Thursday, April 6th 2006


XXX Reading Railroad
posted by Mike Mennonno @ 7:56 am in [ MBTA - undergound etiquette - fear & loathing in Boston - love in the underground - city life - tubular love - underground philosophy - Boston - T-reading ]


A little like the red line at rush hour.

I have this very sexy writer friend who has discovered podcasting. So she’s podcasting erotica for the masses now. She told me the other day that one of her secret fantasies was that on the T she’d be sitting next to someone listening to one of her racy podcasts. Rrrroowwwr!

I think it’s racy enough reading “Savage Love” in the Dig on the T. The truth is, people read all kinds of smut on the subway. It’s scandalous, really. But for the most part no one seems to mind. People do get a little nosy sometimes, though. I mean, I’m one to talk. I like to see what my fellow commuters are reading as much as the next guy.

But I’ve been more keenly aware of it lately, since for the past week or so my heavy T reading has been Roger Shattuck’s Forbidden Knowledge: From Prometheus to Pornography, and I always see people trying to read the title from the cover. It’s a little embarrassing, because the title and the cover kind of look like it could be some kind of sleezy potboiler, referring in the title to “knowledge” in the Biblical sense, when in fact it’s straight-laced lit crit from a well-respected, thoughtful, and sometimes prudish octogenarian (actually he died in December ‘05, and was in his seventies when he wrote the work in question).

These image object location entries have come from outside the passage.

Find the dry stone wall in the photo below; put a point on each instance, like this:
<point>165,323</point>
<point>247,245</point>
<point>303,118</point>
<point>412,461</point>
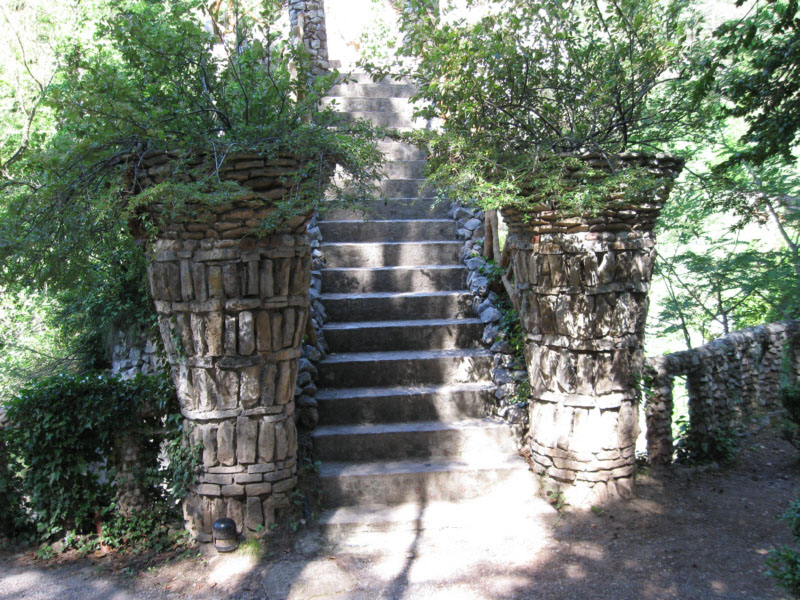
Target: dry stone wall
<point>507,375</point>
<point>727,379</point>
<point>307,19</point>
<point>232,309</point>
<point>582,285</point>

I just finished the next-to-last chapter (I was tempted to say penultimate there, but I thought it would sound too snooty)–anyway, the climax of the book is Shattuck’s very frank discussion of the Marquis de Sade, with some unexpurgated excerpts from Justine and Philosophy of the Boudoir. This is not erotica, it’s straight-up porn. Shattuck admits that “pornography we shall always have with us. It serves a purpose and in its traditional forms poses no serious threat to decency and morals.” He goes on to say, “the healthiest reaction [to it] is usually laughter, not outrage.”

But Sade takes it too far, he says, and illustrates the point with references to the horrendous Moors Murders in the mid-sixties in England, and Ted Bundy’s killing spree in the following decade. Both cases involved unspeakable crimes, and murderers who claimed to have been influenced by Sade’s philosophy and works, which became widely available only after loosening of obscenity standards in the ’60s in Britain, France, and the US. (Nowadays with the world wide web, we can hardly imagine codes as restrictive as they were before that time.)

Sade’s rehabilitation among academics, marked in the 20th Century by his inclusion in the canon of great works of Western literature, essentially undermines everything the canon has come to represent, according to Shattuck. It has also paved the way for the mainstreaming of Sade. And while the book was published several years before Abu Ghraib, I think Shattuck would have seen that as the ultimate expression of Sade’s triumph over Western Culture. Quoting 19th Century English Historian Lord Acton, he sums up the Nietzschean ethos of the age we live in: “The strong man with the dagger is followed by the weak man with the sponge.”

As the title suggests, Shattuck’s study opens with the story of Prometheus, who, according to the Greeks, stole fire from the gods and gave it to man, for which he was bound to a rock, his liver eaten out by a vulture, repeatedly, forever. Try to do a good deed, and that’s what you get.

But that’s not the end of the story. According to Hesiod, Zeus was so hopping mad he’d been tricked that in retaliation he sent Pandora, the first female, with her “box” (ahem) to tempt Prometheus’s gullible little bro Epimetheus. Being the first stupid het, he took the bait, and upon opening her dowry discovered an endless supply of “grief, cares, and all evil,” which nicely canceled out all the mod cons Prometheus had managed to win for humanity. Ouch.

Then of course, there was Adam & Eve. The snake. The forbidden fruit. Crrruuunnnccchhhh. And now we’re stuck with the Marquis de Sade and Desperate Housewives. What can you do?

QOTD: What are you reading on the T, my naughty little minxes and metrosexuals?